Step 3. Call interior_tendency_compute()

Since all the data is available on the class object, the call to the routine does not require any arguments:

!  (f) call interior_tendency_compute()
call marbl_instances(n)%interior_tendency_compute()

Step 4. Copy values MARBL will need later into a local buffer

After computing the tracer tendencies, MARBL returns several fields to the GCM. Each GCM will handle these fields in its own way, but it is important to know where to find them. MARBL returns all these fields on a per-column basis. Some variables may have a num_elements_interior_tendency dimension, but that dimension is hard-coded to be 1. POP checks to ensure that MARBL does set any values to NaN, other GCMs may or may not want to do so as well.

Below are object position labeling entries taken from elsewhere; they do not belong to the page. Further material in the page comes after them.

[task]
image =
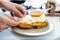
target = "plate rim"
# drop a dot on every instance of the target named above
(37, 34)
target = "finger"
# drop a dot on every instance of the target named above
(18, 14)
(10, 17)
(3, 26)
(21, 9)
(9, 22)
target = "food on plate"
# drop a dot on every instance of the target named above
(35, 19)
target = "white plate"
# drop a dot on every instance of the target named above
(34, 32)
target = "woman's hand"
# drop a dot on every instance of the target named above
(7, 21)
(17, 9)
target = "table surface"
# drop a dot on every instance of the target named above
(8, 34)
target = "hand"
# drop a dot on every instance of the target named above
(7, 21)
(17, 9)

  1. The interior tendencies themselves, which are needed in the source term of the advection solver
    • marbl_instance%interior_tendencies(:,:) is a marbl_tracer_cnt by num_levels array
  2. Saved state, which the GCM should store and then provide to MARBL on the next time step
    • marbl_instance%interior_tendency_saved_state is marbl_saved_state_type
    • marbl_instance%interior_tendency_saved_state%state(:) is array of marbl_single_saved_state_type containing data GCM should store for next time step
  3. Values that need a global operation performed
    • marbl_instance%glo_avg_fields_interior_tendency(:) is an array of length glo_avg_field_cnt_interior_tendency
    • The global average should be computed prior to the next interior_tendency_compute() call
  4. Diagnostics for the GCM to provide to the user
    • marbl_instance%interior_tendency_diags is marbl_diagnostics_type
    • marbl_instance%interior_tendency_diags%diags(:) is array of marbl_single_diagnostic_type containing data GCM should add to diagnostic output

The stand-alone driver does not hold on to saved state (there is no time stepping involved) or compute global averages. After the call to interior_tendency_compute(), the standalone driver copies diags into the buffer and stores the tendencies (which are also written to the netCDF output file).

!  (g) write to diagnostic buffer
!        Note: passing just col_id => interior tendency diagnostic buffer
call marbl_io_copy_into_diag_buffer(col_id, marbl_instances(n))
interior_tendencies(:,:,col_id) = marbl_instances(n)%interior_tendencies(:,:)

A more complete example can be found in how POP handles MARBL output.